Once you’ve generated all of these options, a person needs to select the best proposal. This is one of the main appeals of generative design – the algorithm handles the laborious work of creating the options, and all you have to do is sit back and pick your favorite.

It sounds leisurely, but it is actually difficult work. Ask any professor: would you rather grade 100 student essays or write one article of your own? Truth is, it takes effort to consider a design option seriously. And the challenge of evaluating different options only increases as the output becomes more involved and more complex. For example, 100 emails can be skimmed relatively quickly, but 100 books would require a lot of reading. Now imagine comparing 100 different buildings, I mean really comparing them, not just skimming through the images – oy vey!

Further complicating things, humans hate having too many choices. More choices give us more opportunities to make the wrong decision (which is something we fear), and the choices make it cognitively challenging to recall options and draw comparisons. This is sometimes called ‘overchoice’ or ‘the paradox of choice.’ Research shows that we particularly dislike being given a lot of similar alternatives, as is often the case for generative design, since there is no clear winner, leaving us to make a seemingly impossible choice between nearly identical options.

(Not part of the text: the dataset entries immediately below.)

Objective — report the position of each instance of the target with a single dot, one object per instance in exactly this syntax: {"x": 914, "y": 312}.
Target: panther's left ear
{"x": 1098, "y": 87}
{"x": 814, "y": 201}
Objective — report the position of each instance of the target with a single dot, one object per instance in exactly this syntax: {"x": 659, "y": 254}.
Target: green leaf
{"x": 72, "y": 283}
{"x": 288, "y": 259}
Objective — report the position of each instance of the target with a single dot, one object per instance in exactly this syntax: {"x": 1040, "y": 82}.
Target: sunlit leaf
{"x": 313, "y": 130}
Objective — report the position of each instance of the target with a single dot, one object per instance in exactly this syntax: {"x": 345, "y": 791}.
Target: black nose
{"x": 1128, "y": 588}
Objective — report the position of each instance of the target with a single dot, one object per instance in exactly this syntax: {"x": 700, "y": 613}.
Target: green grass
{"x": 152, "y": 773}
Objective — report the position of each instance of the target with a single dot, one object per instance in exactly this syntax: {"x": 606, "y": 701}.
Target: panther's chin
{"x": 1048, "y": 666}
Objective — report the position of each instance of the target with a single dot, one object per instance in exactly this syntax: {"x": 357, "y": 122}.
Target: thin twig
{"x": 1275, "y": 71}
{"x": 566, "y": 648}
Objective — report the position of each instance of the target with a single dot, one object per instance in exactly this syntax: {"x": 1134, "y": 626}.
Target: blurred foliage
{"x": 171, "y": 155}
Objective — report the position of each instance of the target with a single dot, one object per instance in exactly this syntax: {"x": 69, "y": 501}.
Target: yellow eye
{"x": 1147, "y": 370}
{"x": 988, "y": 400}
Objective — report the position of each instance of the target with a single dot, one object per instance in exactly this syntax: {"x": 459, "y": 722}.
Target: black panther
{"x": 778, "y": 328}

To put it simply, presenting designers with a lot of options is generally a terrible idea. Designers will find it stressful, they’ll struggle to make meaningful evaluations and comparisons, and it might not save as much time as you’d expect because it’s such an involved process to do well.

4. What you can measure isn’t what matters

Proponents of generative design argue that having too many options isn’t a problem because you can always hide the bad ones. You just need to measure the performance of each option and remove anything that doesn’t match the designer’s performance criteria.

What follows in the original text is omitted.